Daily Archives: October 2, 2011

You Can Search, Search, Search … or Just Read SI!

In 2008, Google had indexed One Trillion Web Pages. And many, many more have been added since then. According to Rick Skrenta, co-founder of blekko, there are now more web pages than there are things in the world. And while it’s likely not the case yet, as there are probably 10.5 Sextillion bugs in the world (as it is estimated that there are 1.5 Billion Bugs per person, and there are close to 7 Billion people), and we could count each individual bug as a thing, at the rate the web is growing –especially when each post, each comment, and each tweet can be its own web page — it might not be long before this is true, especially since predictions put the size of the web at 600 quintillion web pages, or one for every 17.5 bugs, by 2020 (which puts us at one page per bug by about 2021).

With content proliferating faster than even the fastest computer virus, it’s getting almost impossible to find what you’re looking for through a web search. Good luck coming up with an initial query that returns less than 100,000 pages. I tried three random combinations of unlikely words in Google, and the best I got was 190,000 pages. (Dodo, apollo, elvis – 961K; Risk, canary, electricity – 1.43M; Poppins, Hamlet, vikings – 190K.) There’s a reason that Googlewhacking died a long, long time ago. There is no one result anymore.

And that’s why blogs, which have been proclaimed dead by the twits who think tweets are the future, are going to return to the glory days. You need someone to sift through the noise and find the useful content to get you through your day, because it’s now beyond the power of even the most powerful search engines to do most of the time. So keep reading SI, and you’ll have one fewer (time-consuming) search to do each day.

Want to Beat Commoditization? Follow Dow Corning’s Example and Embrace It!

A recent article over on Chief Executive on “how Dow Corning beat commoditization by embracing it” tells a great story about how the onset of commoditization might actually provide an advantage to your company and your supply chain and how a careful study and segmentation of the market can be productive and profitable.

About ten years ago, when Dow Corning realized that silicone was about to become a commodity as the markets matured, it did a strategic customer segmentation exercise that revealed that not only did its customers exist within four segments, but that there were still opportunities for success in each segment through better service and appropriate strategies. In particular, Dow Corning realized that it could be much more profitable if it could find a better way to serve the “price seeker” segment which knew what products it needed, and how to use them, but also knew that it didn’t need high value services bundled into the price of the product. This segment simply wanted standard silicones at the lowest possible price point.

However, as CFO Don Sheets realized, you can’t win the price seeker segment merely by cutting prices, as that inevitably results in unacceptably, and sometimes dangerously, low margins. The only way to win is to define and implement an appropriate business model specialized to that customer segment that provides value to the customer (low cost) and the business (reasonable margins).

Sometimes merely cutting value added services (that the price seekers don’t want) is enough, but sometimes it isn’t.
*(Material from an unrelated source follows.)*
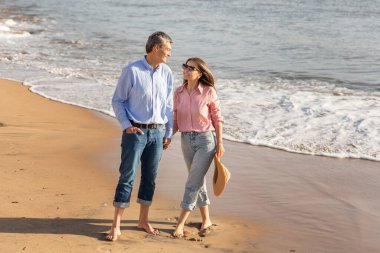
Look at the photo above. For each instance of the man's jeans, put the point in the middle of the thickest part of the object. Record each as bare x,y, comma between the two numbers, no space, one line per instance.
135,147
198,151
If the organization was focussed on high-value, chances are the processes don’t support the price points necessary to win the “price seeker” segment as low-cost was never the primary goal, as in Dow Corning’s case. In order to support the target price points that were identified as necessary to win in the space, production and distribution had to be optimized and, in Dow Corning’s case, minimum order quantities and order lead times were required to create the necessary efficiencies in the supply chain to lower production, logistic, and storage costs sufficiently to support a lower price point. This ensured that all prices could be minimized with proper planning. In addition, Dow Corning created the new product line as a web-enabled business to allow the customer to place orders with no human interaction to minimize resource overheads. This allowed for the creation of a low-cost brand that allowed Dow Corning to tackle the price-seeker market, earn back their investment in three (3) months, and drive a majority of business from new customers.